On le sait, Cannes s'est fait le festival spécialiste des films gonflettes, ces films d'auteur étouffant où le metteur en scène démiurge prend toute la place et condamne ses spectateurs et ses personnages à être les victimes de son imparable système, et dont la fin tombe souvent comme un couperet, coupant la tête des persos comme l'imaginaire des spectateurs. Les deux que je redoutais le plus dans le genre sur l'édition 2017 étaient les films de Lanthimos et de Zvyagintsev. Je les ai vus tous deux récemment et j'ai été plutôt surpris d'aimer globalement les deux films... jusqu'à un certain point.
Mise à mort du cerf sacré car malgré son côté pompier, j'ai tout de même été très marqué par la puissance de la mise en scène et l'étrangeté implacable de l'ensemble. MAIS (et les capitales sont nécessaires) la fin est tellement honteuse, tellement révoltante, qu'elle fout tout le film en l'air, qui s'écroule comme un château de cartes.
Je redoutais aussi Faute d'Amour, alors que je voue une grande admiration aux deux premiers films du cinéaste, mais qui s'est enfermé dans un académisme d'auteur pompier, si fier d'être Le représentant du cinéma russe d'auteur, comme son modèle inatteignable Tarkovski l'était en son temps. Et là aussi je dois dire que j'ai été agréablement surpris. Outre le fait que le film est beau, il est assez implacable. J'en aime beaucoup le sujet et surtout la façon dont le sujet va influer sur la mise en scène. Au centre du film, un enfant, que ses parents n'aiment pas, qu'ils sont prêts à abandonner pour refaire leur vie chacun de leur côté. L'enfant l'apprend et disparait. ça c'est formidable. c'est la grande idée du film. Alors que l'enfant est présent à l'image, il est totalement absent du film : ses parents ne l'aiment pas, ne le calculent même pas, il est un fantôme inexistant. Et, une fois qu'il disparait, qu'il n'est plus à l'image, l'enfant devient le centre du film. Ses parents n'ont de cesse de le chercher, ils sont même forcés de se réunir pour le chercher, et il devient le centre d'intérêt du spectateur également. C'est un magnifique tour de force que de parvenir à créer une attention si forte autour d'un personnage disparu, d'autant que c'est magnifiquement réalisé.

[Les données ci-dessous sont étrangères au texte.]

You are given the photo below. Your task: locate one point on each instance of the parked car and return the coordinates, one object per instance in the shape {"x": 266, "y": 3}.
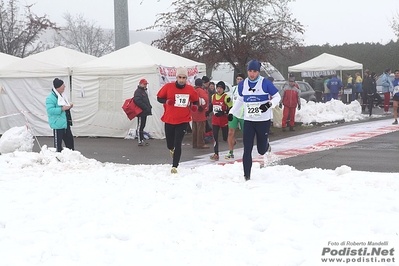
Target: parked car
{"x": 307, "y": 92}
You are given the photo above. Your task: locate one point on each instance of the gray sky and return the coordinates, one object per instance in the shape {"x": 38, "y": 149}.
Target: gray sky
{"x": 348, "y": 21}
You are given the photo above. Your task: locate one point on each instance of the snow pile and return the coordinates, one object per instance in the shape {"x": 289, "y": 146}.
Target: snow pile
{"x": 331, "y": 111}
{"x": 16, "y": 139}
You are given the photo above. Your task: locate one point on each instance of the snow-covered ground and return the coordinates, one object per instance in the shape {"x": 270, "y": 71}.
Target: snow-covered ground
{"x": 65, "y": 209}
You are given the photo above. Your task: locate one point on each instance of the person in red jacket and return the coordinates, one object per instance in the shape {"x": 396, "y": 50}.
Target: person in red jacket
{"x": 220, "y": 105}
{"x": 178, "y": 98}
{"x": 290, "y": 99}
{"x": 199, "y": 117}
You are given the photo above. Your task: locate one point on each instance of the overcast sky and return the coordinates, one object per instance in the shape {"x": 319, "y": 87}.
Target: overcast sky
{"x": 348, "y": 21}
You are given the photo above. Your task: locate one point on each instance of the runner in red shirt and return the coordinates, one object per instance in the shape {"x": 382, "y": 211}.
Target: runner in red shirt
{"x": 178, "y": 97}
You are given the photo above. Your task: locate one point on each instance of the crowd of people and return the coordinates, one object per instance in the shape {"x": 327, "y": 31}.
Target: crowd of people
{"x": 208, "y": 107}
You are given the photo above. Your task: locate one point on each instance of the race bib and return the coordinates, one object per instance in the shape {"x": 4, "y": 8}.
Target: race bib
{"x": 217, "y": 108}
{"x": 253, "y": 110}
{"x": 181, "y": 100}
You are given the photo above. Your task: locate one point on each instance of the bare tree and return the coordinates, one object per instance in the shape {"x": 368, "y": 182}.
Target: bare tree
{"x": 395, "y": 25}
{"x": 233, "y": 31}
{"x": 19, "y": 34}
{"x": 84, "y": 36}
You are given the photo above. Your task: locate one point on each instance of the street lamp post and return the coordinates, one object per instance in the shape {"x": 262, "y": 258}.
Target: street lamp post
{"x": 121, "y": 19}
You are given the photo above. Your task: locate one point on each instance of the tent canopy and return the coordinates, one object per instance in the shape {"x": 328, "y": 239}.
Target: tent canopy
{"x": 55, "y": 62}
{"x": 326, "y": 62}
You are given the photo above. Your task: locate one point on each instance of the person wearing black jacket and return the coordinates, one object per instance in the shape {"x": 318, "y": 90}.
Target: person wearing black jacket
{"x": 366, "y": 84}
{"x": 141, "y": 100}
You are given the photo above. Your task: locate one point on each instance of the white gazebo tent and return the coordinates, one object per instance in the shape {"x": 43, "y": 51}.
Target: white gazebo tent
{"x": 325, "y": 63}
{"x": 27, "y": 82}
{"x": 102, "y": 85}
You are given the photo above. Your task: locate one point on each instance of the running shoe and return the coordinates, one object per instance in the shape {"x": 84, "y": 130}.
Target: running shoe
{"x": 214, "y": 157}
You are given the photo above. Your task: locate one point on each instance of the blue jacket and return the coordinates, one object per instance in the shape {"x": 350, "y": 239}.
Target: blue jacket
{"x": 56, "y": 116}
{"x": 334, "y": 84}
{"x": 386, "y": 83}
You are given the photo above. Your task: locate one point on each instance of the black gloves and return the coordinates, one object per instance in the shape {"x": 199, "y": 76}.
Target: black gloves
{"x": 264, "y": 107}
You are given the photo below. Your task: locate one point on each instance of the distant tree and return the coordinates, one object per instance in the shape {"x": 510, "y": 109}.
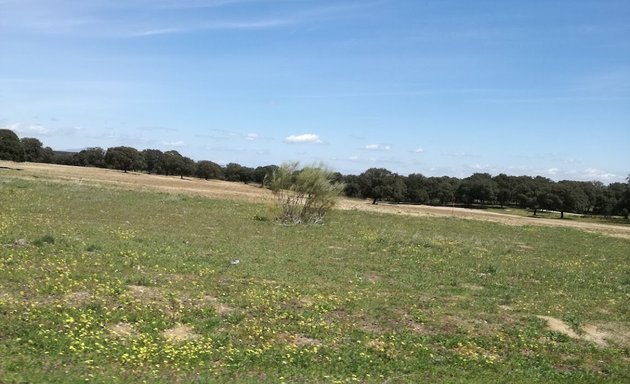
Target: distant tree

MAIS, là encore le film est foutu en l'air par sa fin. Sa fin est moins grave moralement que celle du Cerf Sacré, mais elle démontre à la fois un manque de courage de la part du cinéaste comme un je-m'en-foutisme assez hallucinant. Sans parler de morale, je laisserai à chacun le soin d'interpréter ça. Je raconte la fin ici, donc vous pouvez stopper votre lecture si vous le désirez : le gamin ne réapparait jamais ! et on ne saura jamais s'il est vivant ou mort et ce qu'il est advenu de lui. EH OH ! Zvya ! Le cinéma c'est un art engagé, il faut un minimum de courage pour faire un film, donc à un moment dans ta vie, il faut prendre une décision. C'est impossible de prétendre intéressé un spectateur sur une question aussi grave qu'est la disparition d'un enfant, sans lui laisser la moindre réponse. Soit tu décides qu'il est mort et là tu es un salopard et ton film est un film de salopard car tu crées un suspense morbide sur une question pareille, soit in fine, tu le montres vivant et tu justifies tout ce qui s'est passé avant. Tu n'es pas obligé de le montrer vivant aux parents si tu ne veux pas que les parents le sache, mais tu le montres aux spectateurs ! Le spectateur, tu sais, celui qui est sensé être omniscient au même titre que le metteur en scène. Tu aurais dû revoir le chef-d'oeuvre de Schrader qui est le meilleur film possible sur cette question là, et qui possède la meilleure fin possible : le père finit par retrouver sa fille, qui fait du porno, qui est devenue pute, et aux retrouvailles, elle l'envoie chier, elle lui dit qu'elle est mieux là qu'à vivre avec son con de père. Voilà. Mais le souci de Zvya, c'est que s'il avait fait ça, il aurait été forcé de considérer le spectateur comme son égal, alors que la position qui lui plait tant, c'est celle de dominant absolu, de démiurge qui manipule ses personnages comme des marionnettes, les faisant apparaître ou disparaître selon son bon gré, sans avoir besoin de s'en expliquer auprès de son spectateur qui, lui aussi, est son sujet.